Gathering
Welcome and Announcements
Call to Worship
Lamentations 3:25-33
Prayer of Invocation
Adoration
“Great Is Thy Faithfulness”
“How Firm a Foundation”
Confession
“Christ Our Hope in Life and Death”
Thanksgiving
Psalm 32
Prayer
Commitment
“By Faith”
Word
Text: John 11:45-57
Message: “The Decision to Kill Jesus“
Benediction
1 Thessalonians 3:11-13
Doctrines of the Week
Atonement
Atonement refers to God’s act of dealing with the primary human problem: sin. Both the OT and NT affirm that sin has broken the relationship between God and humankind. According to Christian theology, God accomplished the way of restoration through Christ’s death.
Penal Substitution
One of several theories of the atonement, penal substitution speaks of sin as the breaking of God’s law, for which the penalty is death. Therefore, on the cross, Christ suffered the death penalty in the sinner’s place and so appeased the wrath of God. This theory was first proposed in the Reformation and later became the most widely held view among Protestants, especially evangelicals, in Britain and the United States.
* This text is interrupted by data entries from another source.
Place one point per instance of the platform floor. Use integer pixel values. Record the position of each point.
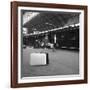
(61, 62)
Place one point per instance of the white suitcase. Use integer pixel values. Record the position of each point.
(38, 59)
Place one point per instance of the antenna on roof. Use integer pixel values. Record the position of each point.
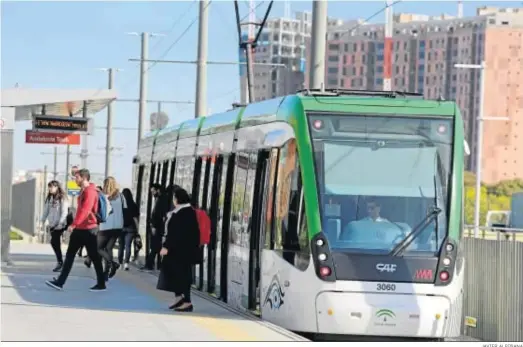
(287, 9)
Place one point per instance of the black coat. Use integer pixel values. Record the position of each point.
(183, 245)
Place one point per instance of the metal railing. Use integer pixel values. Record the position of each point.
(493, 300)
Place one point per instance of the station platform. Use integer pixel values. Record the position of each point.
(130, 310)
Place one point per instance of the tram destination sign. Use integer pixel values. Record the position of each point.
(62, 124)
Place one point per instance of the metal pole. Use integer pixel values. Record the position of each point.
(41, 204)
(479, 150)
(388, 46)
(109, 132)
(143, 86)
(201, 70)
(84, 153)
(318, 45)
(55, 163)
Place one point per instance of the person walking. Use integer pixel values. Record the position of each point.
(83, 231)
(180, 252)
(157, 225)
(55, 212)
(111, 229)
(130, 228)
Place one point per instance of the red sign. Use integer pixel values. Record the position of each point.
(424, 274)
(51, 138)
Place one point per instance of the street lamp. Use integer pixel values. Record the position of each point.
(479, 138)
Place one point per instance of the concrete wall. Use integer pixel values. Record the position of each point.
(493, 288)
(24, 216)
(7, 122)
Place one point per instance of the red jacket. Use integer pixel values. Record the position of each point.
(87, 207)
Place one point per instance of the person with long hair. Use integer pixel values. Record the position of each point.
(113, 226)
(180, 252)
(55, 212)
(130, 228)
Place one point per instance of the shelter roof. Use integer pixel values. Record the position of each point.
(58, 102)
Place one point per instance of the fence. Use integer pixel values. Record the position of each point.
(493, 304)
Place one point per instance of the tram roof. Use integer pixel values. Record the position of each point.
(267, 110)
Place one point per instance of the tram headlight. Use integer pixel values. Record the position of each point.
(325, 271)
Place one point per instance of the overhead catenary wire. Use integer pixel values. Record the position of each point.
(178, 38)
(175, 24)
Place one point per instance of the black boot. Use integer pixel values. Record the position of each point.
(114, 267)
(58, 267)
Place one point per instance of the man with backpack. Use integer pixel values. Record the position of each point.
(90, 213)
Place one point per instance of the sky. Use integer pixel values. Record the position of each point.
(61, 44)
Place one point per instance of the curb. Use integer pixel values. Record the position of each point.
(238, 312)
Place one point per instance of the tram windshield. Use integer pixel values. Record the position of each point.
(380, 177)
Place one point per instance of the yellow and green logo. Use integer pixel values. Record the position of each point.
(385, 314)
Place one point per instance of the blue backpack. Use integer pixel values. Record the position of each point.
(104, 208)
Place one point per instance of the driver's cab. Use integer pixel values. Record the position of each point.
(376, 222)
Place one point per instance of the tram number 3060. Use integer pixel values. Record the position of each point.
(386, 287)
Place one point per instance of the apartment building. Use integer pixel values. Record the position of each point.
(283, 41)
(425, 52)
(According to Webster, “penal” is defined as “of, relating to, or involving punishment, penalties, or punitive institutions.”)
Propitiation
Propitiation is an offering that turns away the wrath of God directed against sin. According to the NT, God has provided the offering that removes his divine wrath, for in love the Father sent the Son to be the propitiation (or atoning sacrifice) for human sin (1 John 4:10).
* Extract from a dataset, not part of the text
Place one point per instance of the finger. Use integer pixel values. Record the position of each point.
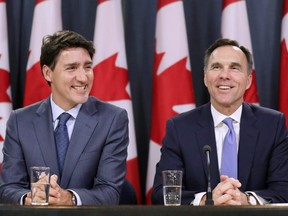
(222, 200)
(53, 181)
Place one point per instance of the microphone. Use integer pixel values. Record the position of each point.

(Definitions adapted from the Pocket Dictionary of Theological Terms)
A Glimpse into Church History
Jonathan Edwards (1703-1758)
A brilliant scholar and theologian, Edwards studied Latin at the age of six, was fluent in Hebrew and Greek by thirteen, and graduated from Yale University with highest honors at the age of seventeen. He was a Congregational minister from the age of twenty-four, and served as the pastor at Northampton for twenty-two years.
He later served as a missionary to Native Americans, and for a few short months served as the president of Princeton, where he died at the age of fifty-four as the result of a smallpox vaccination gone wrong.
In 1734 he preached a series of messages on justification by faith alone that gripped the small town of Northampton, Massachusetts, so much that within a year most of its entire adult population had professed repentance and conversion.
He is widely regarded as the most influential theologian North America has ever produced.
Jonathan and his wife Sarah had eleven children, and he considered his marriage to Sarah as an “uncommon union.”
Martyn Lloyd-Jones said of Edwards, “I am tempted, perhaps foolishly, to compare the Puritans to the Alps, Luther and Calvin to the Himalayas, and Jonathan Edwards to Mount Everest! He has always seemed to me the man most like the Apostle Paul.”